Despite the GOP’s strength in the Beehive State ― only Wyoming’s electorate has a higher percentage of registered Republicans ― Utahans have been reluctant to embrace Trump’s presidency. Trump won the 3rd Congressional District with just 47 percent in 2016. By comparison, Mitt Romney, the GOP’s 2012 presidential nominee, won the state with 79 percent of its votes in 2012.
Trump’s poor showing was partly due to the presence of a third-party candidate, Evan McMullin, a center-right former CIA operative, who leveraged the state’s dissatisfaction with Trump to win over 21 percent of the vote ― just 5 percent less than Democratic nominee Hillary Clinton. Romney, who has been critical of the president, is reportedly mulling a run for Senate if the state’s current senior senator, Orrin Hatch (R-Utah), retires.
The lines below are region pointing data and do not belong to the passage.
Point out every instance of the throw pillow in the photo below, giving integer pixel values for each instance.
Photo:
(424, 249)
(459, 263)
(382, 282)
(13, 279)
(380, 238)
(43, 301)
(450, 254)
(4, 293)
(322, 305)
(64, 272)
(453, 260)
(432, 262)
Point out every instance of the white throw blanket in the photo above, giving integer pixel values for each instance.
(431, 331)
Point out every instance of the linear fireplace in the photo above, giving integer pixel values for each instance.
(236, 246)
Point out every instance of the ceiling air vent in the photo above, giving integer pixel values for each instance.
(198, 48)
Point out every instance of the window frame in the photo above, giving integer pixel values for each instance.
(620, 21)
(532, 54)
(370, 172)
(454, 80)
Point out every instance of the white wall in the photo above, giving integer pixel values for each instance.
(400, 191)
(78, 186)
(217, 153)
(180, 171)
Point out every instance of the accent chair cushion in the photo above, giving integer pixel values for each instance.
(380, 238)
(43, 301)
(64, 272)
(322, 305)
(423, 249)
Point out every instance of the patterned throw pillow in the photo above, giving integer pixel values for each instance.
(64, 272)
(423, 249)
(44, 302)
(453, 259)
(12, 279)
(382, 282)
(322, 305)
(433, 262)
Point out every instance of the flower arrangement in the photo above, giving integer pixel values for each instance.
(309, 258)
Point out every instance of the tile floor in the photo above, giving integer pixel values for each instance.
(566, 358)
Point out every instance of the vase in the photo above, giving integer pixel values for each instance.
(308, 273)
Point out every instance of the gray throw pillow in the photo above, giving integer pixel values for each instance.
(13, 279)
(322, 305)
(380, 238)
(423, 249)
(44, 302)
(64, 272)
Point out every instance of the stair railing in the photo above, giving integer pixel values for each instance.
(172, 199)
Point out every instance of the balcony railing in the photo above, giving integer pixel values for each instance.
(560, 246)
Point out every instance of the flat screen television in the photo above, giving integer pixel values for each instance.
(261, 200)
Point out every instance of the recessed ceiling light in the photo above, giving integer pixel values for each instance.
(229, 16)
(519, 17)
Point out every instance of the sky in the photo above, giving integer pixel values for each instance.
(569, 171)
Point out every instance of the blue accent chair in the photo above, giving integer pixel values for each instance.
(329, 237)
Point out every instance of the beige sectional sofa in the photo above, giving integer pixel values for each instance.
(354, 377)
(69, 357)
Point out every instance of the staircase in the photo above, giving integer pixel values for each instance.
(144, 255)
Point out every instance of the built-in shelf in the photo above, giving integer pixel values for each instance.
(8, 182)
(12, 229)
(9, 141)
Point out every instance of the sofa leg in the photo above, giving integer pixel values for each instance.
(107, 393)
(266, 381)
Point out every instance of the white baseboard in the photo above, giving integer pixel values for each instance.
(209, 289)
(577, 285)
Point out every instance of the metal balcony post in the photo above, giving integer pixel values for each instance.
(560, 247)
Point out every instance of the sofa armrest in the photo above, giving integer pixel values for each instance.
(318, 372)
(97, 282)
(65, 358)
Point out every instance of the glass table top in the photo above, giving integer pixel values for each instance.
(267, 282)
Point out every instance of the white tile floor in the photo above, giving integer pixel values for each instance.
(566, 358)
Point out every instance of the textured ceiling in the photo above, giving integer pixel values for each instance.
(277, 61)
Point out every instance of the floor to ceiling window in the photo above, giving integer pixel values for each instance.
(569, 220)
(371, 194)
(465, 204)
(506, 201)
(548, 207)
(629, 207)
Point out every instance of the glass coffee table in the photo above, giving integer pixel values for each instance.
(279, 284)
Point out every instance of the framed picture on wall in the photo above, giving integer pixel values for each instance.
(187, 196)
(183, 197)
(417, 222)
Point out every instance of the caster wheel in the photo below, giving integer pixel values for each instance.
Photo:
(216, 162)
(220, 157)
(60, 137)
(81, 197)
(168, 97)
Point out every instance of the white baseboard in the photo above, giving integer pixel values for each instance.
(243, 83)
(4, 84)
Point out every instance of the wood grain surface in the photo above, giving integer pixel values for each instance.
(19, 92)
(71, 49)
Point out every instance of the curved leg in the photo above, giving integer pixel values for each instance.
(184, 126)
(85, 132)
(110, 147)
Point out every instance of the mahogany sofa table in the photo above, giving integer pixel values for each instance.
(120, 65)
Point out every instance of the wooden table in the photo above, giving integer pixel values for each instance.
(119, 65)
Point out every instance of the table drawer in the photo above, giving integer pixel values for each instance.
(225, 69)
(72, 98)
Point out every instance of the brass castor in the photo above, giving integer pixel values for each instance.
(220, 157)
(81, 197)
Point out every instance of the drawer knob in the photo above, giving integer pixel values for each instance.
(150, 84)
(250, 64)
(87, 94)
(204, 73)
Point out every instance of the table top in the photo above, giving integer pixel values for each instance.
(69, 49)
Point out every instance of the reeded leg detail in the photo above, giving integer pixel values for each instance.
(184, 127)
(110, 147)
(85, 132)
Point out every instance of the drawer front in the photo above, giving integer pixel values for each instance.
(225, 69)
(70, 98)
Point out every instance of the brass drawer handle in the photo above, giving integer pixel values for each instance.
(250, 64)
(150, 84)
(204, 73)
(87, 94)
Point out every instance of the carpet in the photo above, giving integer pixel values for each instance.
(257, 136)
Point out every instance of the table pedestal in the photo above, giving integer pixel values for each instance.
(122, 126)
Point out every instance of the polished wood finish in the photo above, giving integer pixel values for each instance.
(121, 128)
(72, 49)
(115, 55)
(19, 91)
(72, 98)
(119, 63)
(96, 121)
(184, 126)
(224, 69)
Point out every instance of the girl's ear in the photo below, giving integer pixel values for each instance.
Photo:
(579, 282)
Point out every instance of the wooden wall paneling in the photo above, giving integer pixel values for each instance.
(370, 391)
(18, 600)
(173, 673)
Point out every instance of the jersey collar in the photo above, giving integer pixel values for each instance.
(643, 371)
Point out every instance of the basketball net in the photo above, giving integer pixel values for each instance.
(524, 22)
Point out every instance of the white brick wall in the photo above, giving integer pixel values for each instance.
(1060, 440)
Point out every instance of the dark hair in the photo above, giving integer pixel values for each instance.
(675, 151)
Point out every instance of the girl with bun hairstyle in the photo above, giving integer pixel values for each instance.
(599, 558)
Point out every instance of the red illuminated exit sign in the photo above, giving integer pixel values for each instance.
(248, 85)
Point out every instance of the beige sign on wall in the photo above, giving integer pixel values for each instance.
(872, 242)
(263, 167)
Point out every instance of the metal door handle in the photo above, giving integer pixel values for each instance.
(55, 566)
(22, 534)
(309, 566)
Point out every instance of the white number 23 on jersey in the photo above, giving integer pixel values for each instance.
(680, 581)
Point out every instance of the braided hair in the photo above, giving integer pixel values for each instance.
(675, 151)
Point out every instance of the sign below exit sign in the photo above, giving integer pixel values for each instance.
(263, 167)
Bennett’s weak showing, however, likely stemmed from his inability to paint Curtis as someone who is in lockstep with the president. While Curtis said during the campaign that he supported considerable portions of Trump’s agenda, he didn’t vote for the president last November and had strong support from the district’s business community from his time as mayor.
“A lot of people are wanting me to be Trump-like, and I’m not going to be. I’m just not,” Curtis said during a debate last week.
Bennett was also hamstrung by his protracted battle to get on the ballot, which kept him from building up a campaign operation and raising money. It wasn’t until early August that a judge ordered election officials to place him on the ballot. At that point, Bennett’s campaign only had $2,500 cash on hand.